Crédits : Pixabay / Free-Photos

Chaque printemps, des milliers d’oies bernaches migrent depuis le nord de l’Europe et le nord-ouest de la Russie vers leurs aires de nidification d’été dans l’Arctique. Long de 3 000 kilomètres, le voyage prend habituellement environ un mois. Mais de nouvelles recherches ont montré que la hausse des températures dans l’Arctique pousse les oies à faire le voyage en une semaine. Et elles sont épuisées.

Vous retrouverez les oies bernaches (Branta leucopsis) en Europe, en Russie, au Royaume-Uni, au pays de Galles et dans l’Arctique. Jusqu’à ces dernières années, elles arrivaient dans l’Arctique au moment où la fonte des neiges exposait leurs sites de nidification et initiait la croissance des plantes. Les oiseaux pondaient presque immédiatement leurs œufs, qui pouvaient alors éclore une trentaine de jours plus tard. Mais au cours des dernières décennies, les choses ont changé. Les températures dans l’Arctique se réchauffent de plus en plus tôt dans la saison – environ un jour par an – ce qui exerce une pression considérable sur les oiseaux migrateurs.

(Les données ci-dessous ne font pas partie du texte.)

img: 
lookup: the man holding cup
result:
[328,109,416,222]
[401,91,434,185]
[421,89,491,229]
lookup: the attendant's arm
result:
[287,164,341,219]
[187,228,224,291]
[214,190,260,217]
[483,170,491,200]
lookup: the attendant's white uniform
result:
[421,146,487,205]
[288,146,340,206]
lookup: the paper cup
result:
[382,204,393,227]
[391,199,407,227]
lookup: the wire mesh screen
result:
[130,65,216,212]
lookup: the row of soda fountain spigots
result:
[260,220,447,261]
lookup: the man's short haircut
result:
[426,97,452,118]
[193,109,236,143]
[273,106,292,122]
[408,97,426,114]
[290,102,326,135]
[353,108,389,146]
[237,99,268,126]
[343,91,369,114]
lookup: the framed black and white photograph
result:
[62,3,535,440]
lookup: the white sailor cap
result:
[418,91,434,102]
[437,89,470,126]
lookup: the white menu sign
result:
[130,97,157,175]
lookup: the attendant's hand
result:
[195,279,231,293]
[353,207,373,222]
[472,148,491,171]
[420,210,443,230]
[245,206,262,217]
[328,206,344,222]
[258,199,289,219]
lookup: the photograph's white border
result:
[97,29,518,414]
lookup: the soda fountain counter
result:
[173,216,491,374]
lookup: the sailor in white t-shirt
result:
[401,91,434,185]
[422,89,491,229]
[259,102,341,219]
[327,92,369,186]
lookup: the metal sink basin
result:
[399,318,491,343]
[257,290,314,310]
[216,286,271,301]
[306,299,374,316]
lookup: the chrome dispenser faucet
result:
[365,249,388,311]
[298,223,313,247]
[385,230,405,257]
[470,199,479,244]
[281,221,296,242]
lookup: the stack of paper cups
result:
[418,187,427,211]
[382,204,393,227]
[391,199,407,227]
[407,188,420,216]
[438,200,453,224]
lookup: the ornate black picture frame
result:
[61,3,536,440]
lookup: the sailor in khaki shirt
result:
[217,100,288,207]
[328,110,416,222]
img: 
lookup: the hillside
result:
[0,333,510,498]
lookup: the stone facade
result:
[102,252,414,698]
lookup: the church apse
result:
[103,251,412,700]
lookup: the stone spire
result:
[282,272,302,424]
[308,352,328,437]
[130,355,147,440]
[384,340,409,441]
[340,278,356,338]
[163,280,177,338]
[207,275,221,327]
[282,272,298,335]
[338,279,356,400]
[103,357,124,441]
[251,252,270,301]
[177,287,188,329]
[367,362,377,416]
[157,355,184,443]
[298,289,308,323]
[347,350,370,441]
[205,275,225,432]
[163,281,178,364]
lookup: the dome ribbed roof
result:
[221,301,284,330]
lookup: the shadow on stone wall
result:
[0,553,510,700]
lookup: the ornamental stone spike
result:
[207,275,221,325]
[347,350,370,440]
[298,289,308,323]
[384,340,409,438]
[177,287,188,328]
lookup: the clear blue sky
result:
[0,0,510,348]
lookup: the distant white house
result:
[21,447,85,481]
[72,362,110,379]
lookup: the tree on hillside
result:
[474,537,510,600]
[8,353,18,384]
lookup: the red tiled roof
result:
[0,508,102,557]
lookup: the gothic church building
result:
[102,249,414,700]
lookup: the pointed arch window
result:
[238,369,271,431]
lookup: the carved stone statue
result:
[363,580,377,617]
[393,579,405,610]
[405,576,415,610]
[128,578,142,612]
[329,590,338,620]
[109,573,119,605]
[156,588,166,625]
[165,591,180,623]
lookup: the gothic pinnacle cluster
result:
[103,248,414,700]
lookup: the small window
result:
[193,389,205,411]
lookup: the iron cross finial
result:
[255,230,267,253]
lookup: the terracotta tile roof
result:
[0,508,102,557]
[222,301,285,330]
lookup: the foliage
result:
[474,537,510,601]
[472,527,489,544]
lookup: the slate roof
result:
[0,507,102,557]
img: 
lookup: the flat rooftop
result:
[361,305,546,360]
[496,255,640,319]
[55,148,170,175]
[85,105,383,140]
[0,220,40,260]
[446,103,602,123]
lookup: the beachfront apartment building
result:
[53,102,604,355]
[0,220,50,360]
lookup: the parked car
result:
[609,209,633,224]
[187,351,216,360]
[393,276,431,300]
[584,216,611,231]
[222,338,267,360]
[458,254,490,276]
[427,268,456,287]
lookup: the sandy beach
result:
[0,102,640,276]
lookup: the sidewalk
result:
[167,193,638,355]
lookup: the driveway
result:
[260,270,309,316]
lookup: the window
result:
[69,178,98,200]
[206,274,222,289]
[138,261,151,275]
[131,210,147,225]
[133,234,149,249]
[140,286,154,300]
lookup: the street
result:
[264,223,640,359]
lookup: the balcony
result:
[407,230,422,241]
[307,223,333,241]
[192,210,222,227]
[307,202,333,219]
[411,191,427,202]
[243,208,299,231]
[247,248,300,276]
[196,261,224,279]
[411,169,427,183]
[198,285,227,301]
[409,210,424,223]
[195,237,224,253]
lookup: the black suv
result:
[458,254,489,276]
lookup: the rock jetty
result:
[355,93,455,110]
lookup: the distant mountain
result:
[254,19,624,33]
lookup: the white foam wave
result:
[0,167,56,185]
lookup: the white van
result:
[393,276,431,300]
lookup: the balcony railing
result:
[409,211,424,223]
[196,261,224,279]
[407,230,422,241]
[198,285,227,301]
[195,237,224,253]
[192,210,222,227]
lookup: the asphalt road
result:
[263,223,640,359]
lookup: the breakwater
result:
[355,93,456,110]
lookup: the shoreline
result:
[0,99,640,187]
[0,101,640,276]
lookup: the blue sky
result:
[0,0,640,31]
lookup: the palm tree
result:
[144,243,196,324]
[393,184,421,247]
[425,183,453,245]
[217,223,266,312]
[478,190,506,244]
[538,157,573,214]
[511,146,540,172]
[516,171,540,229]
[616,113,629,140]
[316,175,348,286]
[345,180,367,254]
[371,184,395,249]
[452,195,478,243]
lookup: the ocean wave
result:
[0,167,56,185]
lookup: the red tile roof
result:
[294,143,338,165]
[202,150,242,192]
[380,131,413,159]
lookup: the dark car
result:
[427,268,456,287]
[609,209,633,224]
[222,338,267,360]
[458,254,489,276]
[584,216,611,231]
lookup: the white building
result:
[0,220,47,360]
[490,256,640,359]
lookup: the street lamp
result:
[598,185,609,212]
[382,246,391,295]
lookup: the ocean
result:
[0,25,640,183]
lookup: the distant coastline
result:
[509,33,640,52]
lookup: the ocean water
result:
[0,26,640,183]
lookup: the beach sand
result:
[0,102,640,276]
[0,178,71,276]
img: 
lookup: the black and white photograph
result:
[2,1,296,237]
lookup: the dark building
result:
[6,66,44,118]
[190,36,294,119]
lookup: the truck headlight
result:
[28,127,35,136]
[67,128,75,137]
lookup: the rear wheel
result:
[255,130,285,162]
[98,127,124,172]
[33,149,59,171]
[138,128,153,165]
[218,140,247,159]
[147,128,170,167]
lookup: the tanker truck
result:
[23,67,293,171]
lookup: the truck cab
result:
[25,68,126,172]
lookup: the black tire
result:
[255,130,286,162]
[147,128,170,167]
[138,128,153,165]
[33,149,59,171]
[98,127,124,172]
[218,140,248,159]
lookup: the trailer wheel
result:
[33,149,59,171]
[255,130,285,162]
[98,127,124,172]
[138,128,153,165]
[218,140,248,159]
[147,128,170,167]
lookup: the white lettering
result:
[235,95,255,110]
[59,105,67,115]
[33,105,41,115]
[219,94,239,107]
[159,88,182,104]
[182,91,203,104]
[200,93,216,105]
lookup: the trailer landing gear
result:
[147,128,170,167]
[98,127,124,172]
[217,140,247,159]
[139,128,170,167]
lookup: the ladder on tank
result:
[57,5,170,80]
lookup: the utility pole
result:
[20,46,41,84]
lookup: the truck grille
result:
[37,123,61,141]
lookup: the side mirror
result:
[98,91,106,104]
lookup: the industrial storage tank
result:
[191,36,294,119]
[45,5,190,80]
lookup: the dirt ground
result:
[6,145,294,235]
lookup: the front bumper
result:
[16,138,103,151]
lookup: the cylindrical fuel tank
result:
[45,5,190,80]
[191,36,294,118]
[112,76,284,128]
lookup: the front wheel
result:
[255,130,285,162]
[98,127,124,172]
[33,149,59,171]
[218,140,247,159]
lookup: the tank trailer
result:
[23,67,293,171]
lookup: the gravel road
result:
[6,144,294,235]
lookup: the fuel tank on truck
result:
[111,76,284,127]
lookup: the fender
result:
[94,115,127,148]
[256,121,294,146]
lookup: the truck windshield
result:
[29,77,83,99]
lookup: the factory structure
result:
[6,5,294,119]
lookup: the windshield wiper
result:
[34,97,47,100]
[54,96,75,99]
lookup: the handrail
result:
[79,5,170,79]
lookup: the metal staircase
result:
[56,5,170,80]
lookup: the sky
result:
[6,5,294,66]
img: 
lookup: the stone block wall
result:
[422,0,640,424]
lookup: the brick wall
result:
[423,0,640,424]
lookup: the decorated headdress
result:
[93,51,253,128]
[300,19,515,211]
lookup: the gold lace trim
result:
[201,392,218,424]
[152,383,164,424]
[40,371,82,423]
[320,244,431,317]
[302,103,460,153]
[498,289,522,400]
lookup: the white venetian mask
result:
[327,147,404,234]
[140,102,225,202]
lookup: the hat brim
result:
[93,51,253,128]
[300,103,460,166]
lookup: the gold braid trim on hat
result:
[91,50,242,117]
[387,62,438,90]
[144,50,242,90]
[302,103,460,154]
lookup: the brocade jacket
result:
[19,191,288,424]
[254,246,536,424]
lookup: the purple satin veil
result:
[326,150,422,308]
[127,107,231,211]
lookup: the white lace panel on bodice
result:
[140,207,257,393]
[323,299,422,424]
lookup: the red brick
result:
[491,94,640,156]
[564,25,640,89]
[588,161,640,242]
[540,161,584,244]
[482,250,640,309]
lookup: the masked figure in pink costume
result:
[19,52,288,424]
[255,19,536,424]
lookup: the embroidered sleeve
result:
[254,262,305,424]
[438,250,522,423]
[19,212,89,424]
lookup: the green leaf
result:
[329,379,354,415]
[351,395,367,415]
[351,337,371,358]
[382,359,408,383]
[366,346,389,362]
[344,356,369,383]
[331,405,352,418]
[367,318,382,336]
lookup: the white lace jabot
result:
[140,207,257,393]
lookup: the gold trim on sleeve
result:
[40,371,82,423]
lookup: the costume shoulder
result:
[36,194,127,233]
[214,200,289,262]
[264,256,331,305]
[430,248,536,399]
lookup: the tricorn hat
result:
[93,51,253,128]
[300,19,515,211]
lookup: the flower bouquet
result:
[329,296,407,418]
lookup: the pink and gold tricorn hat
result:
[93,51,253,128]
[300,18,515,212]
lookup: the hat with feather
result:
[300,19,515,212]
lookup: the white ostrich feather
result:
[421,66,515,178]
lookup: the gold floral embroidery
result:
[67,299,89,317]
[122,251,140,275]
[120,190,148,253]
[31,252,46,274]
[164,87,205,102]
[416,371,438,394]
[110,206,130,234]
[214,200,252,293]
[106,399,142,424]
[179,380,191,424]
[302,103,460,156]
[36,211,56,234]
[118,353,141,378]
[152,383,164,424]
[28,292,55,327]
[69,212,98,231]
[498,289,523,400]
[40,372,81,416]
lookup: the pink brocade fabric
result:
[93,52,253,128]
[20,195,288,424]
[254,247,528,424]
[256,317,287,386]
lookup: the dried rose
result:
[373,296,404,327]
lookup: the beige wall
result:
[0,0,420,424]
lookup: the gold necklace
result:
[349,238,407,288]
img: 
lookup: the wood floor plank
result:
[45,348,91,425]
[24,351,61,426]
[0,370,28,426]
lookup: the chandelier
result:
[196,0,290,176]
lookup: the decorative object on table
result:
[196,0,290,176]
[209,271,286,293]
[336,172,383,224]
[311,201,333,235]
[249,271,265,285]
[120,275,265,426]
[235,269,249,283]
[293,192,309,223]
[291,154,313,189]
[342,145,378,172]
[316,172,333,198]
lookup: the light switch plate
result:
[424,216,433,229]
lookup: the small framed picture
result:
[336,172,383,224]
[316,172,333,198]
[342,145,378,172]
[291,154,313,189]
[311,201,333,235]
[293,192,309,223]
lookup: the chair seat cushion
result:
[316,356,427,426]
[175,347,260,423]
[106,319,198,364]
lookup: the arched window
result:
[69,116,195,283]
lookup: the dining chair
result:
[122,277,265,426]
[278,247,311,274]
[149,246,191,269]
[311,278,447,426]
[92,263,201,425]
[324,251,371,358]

Les oies essaient néanmoins de faire face. Les scientifiques ont découvert que les oiseaux partent toujours à peu près à la même période chaque année, mais ils ont raccourci leur temps de déplacement vers l’Arctique. Un voyage qui prenait en moyenne un mois prend maintenant environ une semaine seulement, le but étant de ne pas raccourcir le temps passé sur les sites de nidification.

Au lieu de déposer rapidement leurs œufs comme elles le font habituellement lorsqu’elles arrivent en Arctique, les oies épuisées ont en revanche besoin de plus d’une semaine pour récupérer et accumuler suffisamment d’énergie avant de pouvoir commencer à nicher. Au moment où les animaux sont prêts à pondre leurs œufs, les herbes et les plantes dont ils se nourrissent poussent déjà depuis quelques semaines. En conséquence, les oisons sortent de leurs œufs après la saison de croissance maximale plutôt que pendant celle-ci, ce qui entraîne chez eux un déclin du taux de survie.

Les chercheurs prédisent que les oies bernaches pourraient ne pas être en mesure de suivre un tel réchauffement continu, et que par conséquent leur population pourrait en souffrir. Pour elles, la clé serait de partir plus tôt.